Warum Ube heute ein internationaler Trend ist

Ube wird heute international sichtbarer, weil die violettfarbene Yamswurzel in neue Rezeptformen übersetzt wurde und ihre spektakuläre Farbe in sozialen Medien sofort auffällt. Was auf den Philippinen seit Generationen Teil der Dessertküche ist, erscheint heute in Kuchen, Eis, Cremes, Bowls und Drinks wie Ube Coffee oder Ube Matcha Lattes, einem Getränk aus Ube und Matcha. So erhältst du einen Matcha Latte mit charakteristischer grüner Farbe, der zusätzlich noch mit dem Lila der Ube-Wurzel ausgestattet ist und alle Blicke auf sich zieht.

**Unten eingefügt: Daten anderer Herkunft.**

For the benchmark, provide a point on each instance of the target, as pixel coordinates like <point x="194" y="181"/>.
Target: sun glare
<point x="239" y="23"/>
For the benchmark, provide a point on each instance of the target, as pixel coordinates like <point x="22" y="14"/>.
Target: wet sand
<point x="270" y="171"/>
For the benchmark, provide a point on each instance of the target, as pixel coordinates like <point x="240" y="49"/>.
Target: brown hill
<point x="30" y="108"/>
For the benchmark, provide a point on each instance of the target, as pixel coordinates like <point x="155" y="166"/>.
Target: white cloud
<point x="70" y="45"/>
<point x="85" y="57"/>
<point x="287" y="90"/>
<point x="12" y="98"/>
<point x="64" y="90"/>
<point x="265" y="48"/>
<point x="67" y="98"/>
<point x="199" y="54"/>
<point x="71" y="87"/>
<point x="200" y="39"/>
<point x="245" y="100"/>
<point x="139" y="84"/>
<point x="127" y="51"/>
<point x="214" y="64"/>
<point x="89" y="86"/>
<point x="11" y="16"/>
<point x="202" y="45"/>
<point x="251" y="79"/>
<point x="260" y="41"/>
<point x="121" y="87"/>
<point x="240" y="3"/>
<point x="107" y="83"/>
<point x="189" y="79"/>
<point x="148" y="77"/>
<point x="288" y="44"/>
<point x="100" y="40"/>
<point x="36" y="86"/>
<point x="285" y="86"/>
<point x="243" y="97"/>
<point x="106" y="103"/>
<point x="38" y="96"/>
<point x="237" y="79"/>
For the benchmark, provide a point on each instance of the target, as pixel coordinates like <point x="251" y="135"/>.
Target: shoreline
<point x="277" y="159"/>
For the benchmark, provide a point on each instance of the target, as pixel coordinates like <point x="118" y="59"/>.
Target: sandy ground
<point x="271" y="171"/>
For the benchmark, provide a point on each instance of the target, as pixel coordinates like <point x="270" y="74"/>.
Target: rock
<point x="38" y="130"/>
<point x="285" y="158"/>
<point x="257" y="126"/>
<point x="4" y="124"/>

Mit Matcha-Zubehör wie Schalen, Bambusbesen (Chasen) oder Bambuslöffeln (Chashaku) kannst du dein Getränk fachgerecht zubereiten und den Drink genießen. Weiteres Teezubehör, das man auch für Ube nutzen kann, findest du bei tea exclusive.
Besonders gut funktioniert Ube, weil die Zutat mehrere Eigenschaften verbindet:

  • eine rein natürliche, intensive violette Farbe
  • ein angenehmes, mild-süßliches Aroma und
  • eine cremige Textur, die gut zu Desserts und Drinks passt

Genau diese Kombination macht die Ube-Wurzel für moderne Getränke und Süßspeisen so interessant.

aufgeschnittene lila Yamswurzel neben einer Schale mit Ube-Pulver und einem Löffel

Die traditionsreiche violette Yamswurzel in neuer Form

Wer in Ube heute nur einen lila Effekt sieht, übersieht das eigentlich Spannende: Ube ist kein neuer Trend, sondern eine alte Dessertzutat, die erst durch Social Media global sichtbar wurde. Die violette Knolle bringt Farbe, Geschmack und Herkunft zusammen. Die Ube-Wurzel sieht modern aus, hat aber eine Geschichte, die lange vor dem ersten Ube Latte begann.